Savant Capital Management has built a successful advisory firm with nearly 3,000 clients and roughly $3 billion in assets the old-fashioned way with nine brick-and-mortar offices in three states, high-touch service and a merger between two large, established firms. Last month, it made a newfangled move when it launched eSavant Advisor, an online platform designed to attract new clients from around the country and to serve them remotely while giving them the same level of investment management and financial planning services that existing clients get.

The Rockford, Ill.-based fee-only wealth management firm services clients with assets ranging from $50,000 to multiple millions of dollars. It already handles clients remotely resulting from people who’ve moved away from the local offices and from referrals. “eSavant is an upgrade to our technology that allows more electronic communication and a concerted effort to develop a model specifically designed to service remote clients,” says company CEO Brent Brodeski. He adds that the platform is the next step in the company’s evolution to expand its offering nationwide.

Each eSavant client will have access to a dedicated financial advisor and a client service rep. Steven Geri, head of eSavant Advisor, says eSavant currently has three full-time advisors, and that number will expand as necessary. He says all three have their CFP designation and are seasoned pros.

Geri says eSavant could appeal to tech-savvy investors who want top-notch advice but don’t want to take the time to visit an advisor’s office; do-it-yourself investors getting closer to retirement who are accustomed to using online tools but now realize they need guidance from financial professionals; or people in any part of the country who haven’t found a nearby advisor they want to work with.

Savant expects to create efficiencies for itself by creating and delivering paperwork electronically, and for clients by saving them travel time going to and from an advisor’s office.
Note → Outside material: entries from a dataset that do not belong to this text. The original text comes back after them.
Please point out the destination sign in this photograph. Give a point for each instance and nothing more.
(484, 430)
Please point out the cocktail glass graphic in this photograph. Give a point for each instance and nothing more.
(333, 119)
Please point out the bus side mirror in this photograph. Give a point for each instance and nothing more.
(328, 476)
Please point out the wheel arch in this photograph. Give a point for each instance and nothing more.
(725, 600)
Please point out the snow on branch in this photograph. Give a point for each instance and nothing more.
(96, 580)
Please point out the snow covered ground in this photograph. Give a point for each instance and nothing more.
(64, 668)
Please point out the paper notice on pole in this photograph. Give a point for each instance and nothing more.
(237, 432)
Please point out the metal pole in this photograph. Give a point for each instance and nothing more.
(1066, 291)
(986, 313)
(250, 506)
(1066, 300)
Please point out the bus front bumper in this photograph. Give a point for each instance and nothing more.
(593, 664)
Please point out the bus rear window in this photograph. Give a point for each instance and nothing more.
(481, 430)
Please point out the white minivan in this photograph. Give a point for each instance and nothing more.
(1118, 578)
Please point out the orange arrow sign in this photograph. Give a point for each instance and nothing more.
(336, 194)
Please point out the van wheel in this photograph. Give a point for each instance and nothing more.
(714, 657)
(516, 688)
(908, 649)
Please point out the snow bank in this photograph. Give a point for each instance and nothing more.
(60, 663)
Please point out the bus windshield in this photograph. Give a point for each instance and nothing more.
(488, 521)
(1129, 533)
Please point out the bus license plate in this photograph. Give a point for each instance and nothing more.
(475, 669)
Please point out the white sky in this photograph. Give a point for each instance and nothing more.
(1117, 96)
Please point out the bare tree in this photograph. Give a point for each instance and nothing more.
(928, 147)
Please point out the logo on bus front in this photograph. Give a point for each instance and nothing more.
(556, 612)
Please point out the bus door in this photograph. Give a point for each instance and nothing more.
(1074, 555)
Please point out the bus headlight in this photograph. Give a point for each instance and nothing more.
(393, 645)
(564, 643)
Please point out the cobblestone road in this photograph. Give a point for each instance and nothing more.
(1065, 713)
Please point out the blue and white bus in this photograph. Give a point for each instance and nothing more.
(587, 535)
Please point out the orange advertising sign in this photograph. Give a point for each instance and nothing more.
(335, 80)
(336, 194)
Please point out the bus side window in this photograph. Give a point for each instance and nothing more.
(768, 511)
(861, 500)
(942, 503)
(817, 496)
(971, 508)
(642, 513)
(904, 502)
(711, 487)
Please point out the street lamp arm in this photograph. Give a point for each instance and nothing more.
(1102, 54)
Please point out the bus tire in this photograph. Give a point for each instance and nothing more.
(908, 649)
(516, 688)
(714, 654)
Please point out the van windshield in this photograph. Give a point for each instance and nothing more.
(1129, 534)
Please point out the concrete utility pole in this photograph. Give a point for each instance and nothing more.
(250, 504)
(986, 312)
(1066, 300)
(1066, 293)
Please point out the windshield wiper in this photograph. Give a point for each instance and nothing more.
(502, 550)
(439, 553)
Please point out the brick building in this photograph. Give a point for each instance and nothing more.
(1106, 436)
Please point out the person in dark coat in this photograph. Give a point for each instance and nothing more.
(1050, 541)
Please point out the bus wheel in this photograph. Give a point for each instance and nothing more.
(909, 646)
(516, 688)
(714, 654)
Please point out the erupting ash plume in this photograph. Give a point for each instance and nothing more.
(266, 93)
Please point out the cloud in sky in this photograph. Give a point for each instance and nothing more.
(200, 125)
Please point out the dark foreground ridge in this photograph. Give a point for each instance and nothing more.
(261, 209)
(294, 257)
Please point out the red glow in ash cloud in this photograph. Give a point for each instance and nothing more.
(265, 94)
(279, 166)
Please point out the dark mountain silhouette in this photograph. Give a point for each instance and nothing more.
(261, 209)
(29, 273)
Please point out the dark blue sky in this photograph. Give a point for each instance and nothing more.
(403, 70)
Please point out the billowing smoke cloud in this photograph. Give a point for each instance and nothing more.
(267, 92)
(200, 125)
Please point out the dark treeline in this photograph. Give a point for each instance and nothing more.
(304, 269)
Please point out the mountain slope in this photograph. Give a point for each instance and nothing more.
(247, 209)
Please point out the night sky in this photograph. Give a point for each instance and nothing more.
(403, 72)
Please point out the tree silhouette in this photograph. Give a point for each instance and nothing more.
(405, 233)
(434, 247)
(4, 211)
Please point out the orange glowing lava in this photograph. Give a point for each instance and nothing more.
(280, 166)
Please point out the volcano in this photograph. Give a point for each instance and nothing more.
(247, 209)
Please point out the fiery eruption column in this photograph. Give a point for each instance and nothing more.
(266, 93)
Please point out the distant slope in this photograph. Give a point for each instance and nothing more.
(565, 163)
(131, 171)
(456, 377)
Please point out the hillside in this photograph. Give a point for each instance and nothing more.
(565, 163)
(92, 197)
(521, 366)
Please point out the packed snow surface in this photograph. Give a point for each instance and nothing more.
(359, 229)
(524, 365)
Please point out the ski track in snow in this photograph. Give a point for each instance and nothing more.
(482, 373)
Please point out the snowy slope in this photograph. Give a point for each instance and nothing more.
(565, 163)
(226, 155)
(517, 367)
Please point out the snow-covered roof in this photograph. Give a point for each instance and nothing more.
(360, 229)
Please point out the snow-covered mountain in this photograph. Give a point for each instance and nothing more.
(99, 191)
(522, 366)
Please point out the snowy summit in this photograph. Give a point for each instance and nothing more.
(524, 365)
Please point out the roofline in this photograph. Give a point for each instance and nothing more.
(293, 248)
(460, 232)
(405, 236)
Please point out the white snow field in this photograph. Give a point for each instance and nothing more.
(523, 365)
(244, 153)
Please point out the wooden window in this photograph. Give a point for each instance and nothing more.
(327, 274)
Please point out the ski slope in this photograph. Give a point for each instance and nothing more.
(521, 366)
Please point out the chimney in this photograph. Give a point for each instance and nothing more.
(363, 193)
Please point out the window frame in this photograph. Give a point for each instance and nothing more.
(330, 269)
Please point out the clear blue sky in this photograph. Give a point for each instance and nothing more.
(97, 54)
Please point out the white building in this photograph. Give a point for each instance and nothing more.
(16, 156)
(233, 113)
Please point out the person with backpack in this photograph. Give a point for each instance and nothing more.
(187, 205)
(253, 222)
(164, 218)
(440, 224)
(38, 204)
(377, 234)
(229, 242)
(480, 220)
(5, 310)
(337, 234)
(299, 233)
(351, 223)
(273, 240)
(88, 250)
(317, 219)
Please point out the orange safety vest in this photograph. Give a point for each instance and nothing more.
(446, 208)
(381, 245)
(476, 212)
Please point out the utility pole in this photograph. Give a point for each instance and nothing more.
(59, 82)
eSavant clients have an annual minimum fee of $900 versus the $5,000 annual minimum for Savant Wealth Management clients.

The company plans to market eSavant through online advertising and by raising awareness about the firm by publishing thought leadership articles on investment and financial planning topics. “We expect this to catch on,” Geri says. “We feel there’s a huge need for this kind of service around the country.”

Evidently, many other companies smell an opportunity to serve retail investors online. Corporate Insight, a New York City-based consultancy, now tracks more than 50 investment-related online start-ups. “They’re spreading like wildfire,” says Grant Easterbrook, a senior research associate at Corporate Insight.

Easterbrook groups them into eight different categories that include algorithm-based investment advice, packaged portfolios, and online financial advisors and financial planning.

“I haven’t seen many examples of someone offering a full suite of advisory services online,” he says. Easterbrook notes that most of the start-ups he tracks offer low-cost solutions aimed at the mass market, or premium services where you talk to a rep over the phone.

“If this is the start of a trend of large, reputable RIAs creating online platforms with services for the mass affluent, then that would be a big deal,” Easterbrook says, adding he hadn’t yet seen a demo of how eSavant works.

John Stuart, chief information officer at Beverly Hills Wealth Management in California, which caters to high-net-worth individuals, sees online advisor services as a growing trend that’s more apropos for the loosely defined mass market. “I don’t think a high-net-worth client can survive in an online investment advisory world,” he says, adding that matters such as trusts and cash flow management would be hard to handle on a strictly online basis.

Obviously, Savant Capital Management begs to differ.